Korima* was scared, very scared. At barely 18 years of age, she was about to be a mother.
Korima’s childhood as she knew it was officially over. Her dismal attempt at acquiring a secondary school education had long faded away.
She could not recall a single day when her parents had been sober in the past 10 years. They lived their lives for illegal brew.
The illegal chang’aa dens dotting the wildly beautiful North Rift landscape were an open secret.
Lack of fees forced her to drop out of school at Form Three. She stayed at home parenting her two younger siblings with the support of her grandmother while their parents drank their lives away.
In a desperate attempt to get away from it all, she got pregnant. The man responsible was only 21 and had dropped out of school three years earlier to farm.
Korima attended only two antenatal care clinics in her entire pregnancy.
No one advised her on their importance and she only showed up to get a free mosquito net for her smoky hut.
Though the pregnancy was largely uneventful, everyone commented on how big her baby would turn out to be due to her large abdomen.
Her last two weeks were difficult and she struggled to breathe comfortably.
When labour set in, Korima and her mother-in-law, walked to the health centre.
The nurse saw how tiny Korima was and how disproportionately huge her abdomen appeared and referred her to the district hospital as the health centre did not have the capacity to handle any possible complications.
Her husband caught up with them as the district hospital ambulance pulled in to the parking lot to collect her.
The receiving doctor did not waste any time. The hospital’s only anaesthetist was sick. He quickly instructed that Korima be referred to our teaching hospital.
The circuitous journey ended up in the operating room with Korima requiring a caesarean section because her baby appeared rather large and was in breech position (the feet were coming first).
I was excited to witness the procedure as a junior medical student.
Nothing prepared me for the delivered baby.
Out came a large 4.3kg baby girl who had been enveloped in lots of amniotic fluid that made Korima’s abdomen distended and led to her breathing difficulty.

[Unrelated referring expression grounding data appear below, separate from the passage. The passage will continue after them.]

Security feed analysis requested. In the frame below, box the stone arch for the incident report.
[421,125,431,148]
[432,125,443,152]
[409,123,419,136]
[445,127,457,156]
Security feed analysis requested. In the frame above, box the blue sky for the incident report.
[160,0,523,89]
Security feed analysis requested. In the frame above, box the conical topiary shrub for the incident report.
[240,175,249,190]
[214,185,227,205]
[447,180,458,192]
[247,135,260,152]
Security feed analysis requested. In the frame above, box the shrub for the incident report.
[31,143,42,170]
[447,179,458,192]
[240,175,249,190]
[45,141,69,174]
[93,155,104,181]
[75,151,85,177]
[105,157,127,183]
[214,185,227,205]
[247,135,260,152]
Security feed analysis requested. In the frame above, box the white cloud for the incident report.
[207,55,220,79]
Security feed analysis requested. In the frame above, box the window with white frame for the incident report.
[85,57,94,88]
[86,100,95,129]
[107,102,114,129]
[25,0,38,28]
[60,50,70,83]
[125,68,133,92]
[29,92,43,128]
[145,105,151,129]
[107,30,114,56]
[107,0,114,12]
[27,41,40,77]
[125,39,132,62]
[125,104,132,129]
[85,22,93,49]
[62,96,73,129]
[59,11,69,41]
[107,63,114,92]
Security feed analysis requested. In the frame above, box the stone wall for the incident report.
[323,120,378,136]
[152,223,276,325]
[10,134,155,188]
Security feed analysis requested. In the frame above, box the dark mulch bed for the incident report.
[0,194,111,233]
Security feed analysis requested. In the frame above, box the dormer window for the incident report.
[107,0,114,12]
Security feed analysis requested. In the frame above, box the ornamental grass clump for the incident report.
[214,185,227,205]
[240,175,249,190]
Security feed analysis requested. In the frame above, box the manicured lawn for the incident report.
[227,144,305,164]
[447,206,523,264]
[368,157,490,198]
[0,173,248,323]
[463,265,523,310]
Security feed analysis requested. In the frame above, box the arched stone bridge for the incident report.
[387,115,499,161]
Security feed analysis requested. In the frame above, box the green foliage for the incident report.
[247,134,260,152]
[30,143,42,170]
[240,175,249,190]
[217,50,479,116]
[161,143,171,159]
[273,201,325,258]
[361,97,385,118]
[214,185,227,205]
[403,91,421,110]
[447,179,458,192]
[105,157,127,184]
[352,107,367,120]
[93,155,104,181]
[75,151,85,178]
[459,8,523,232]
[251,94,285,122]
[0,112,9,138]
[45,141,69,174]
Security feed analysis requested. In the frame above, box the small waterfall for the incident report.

Though she was perfect in every other way, something important was amiss. She had no skull or brain tissue.
Despite having read about anencephaly since my first year of medical school, nothing prepared an overly enthusiastic and totally inexperienced fourth year medical student for this.
I gasped rather loudly alongside the rest of the team. Thankfully, Korima was under general anaesthesia and was oblivious to the reactions.
The baby was born with a generally lethal congenital abnormality.
Her baby’s brain development was interfered with, resulting in failure of the tissue and the skull to develop.
As a result of the absence of the vital tissue responsible for the function of every other body organ, the baby did not survive.
She could not breathe spontaneously and neither could her heart maintain spontaneous activity.
The little one was wrapped up and kept warm in the resuscitare where she only lasted an hour before she left us. Her mother was not even awake hence never even got to meet her. It was excruciatingly painful to witness the situation.
Korima’s husband was brought into the theatre bay. He sat there unresponsive even after being shown the lifeless little body of his daughter. Not even the grief counsellor could get through to him.
The situation was even worse for Korima. Since she was still in a drug-induced haze, the news had to be delayed until much later in the evening when she was fully awake. She lost it.
She would not stop screaming, demanding to see her baby, who by then had gone cold and stiff. She spent half the night cuddling her baby until the doctor sedated her to allow her to rest.
The pain the young couple experienced has never left my mind. Lack of access to quality ante-natal care led to failure to pick out this gross abnormality earlier in pregnancy through an antenatal ultrasound. This meant that the couple were completely unprepared for the terrible outcome of the pregnancy.
There was no prior counselling to help them confront and deal with the diagnosis and the poor prognosis. Further, they lacked an opportunity to consider the option of terminating the pregnancy earlier on, should they have wanted to.
Thankfully, they received quality education and counselling about the condition, the possibility of its recurrence in a subsequent pregnancy and how to prevent it.
Korima went home empty handed, but more empowered. She understood the need for antenatal care, importance of folic acid supplementation to prevent abnormalities of the brain and spinal cord such as this, the availability of tests for early diagnosis and the options available to her.
She had a choice to carry the baby to term, with the full support of her medical care team; or to terminate the pregnancy and start the path to recovery.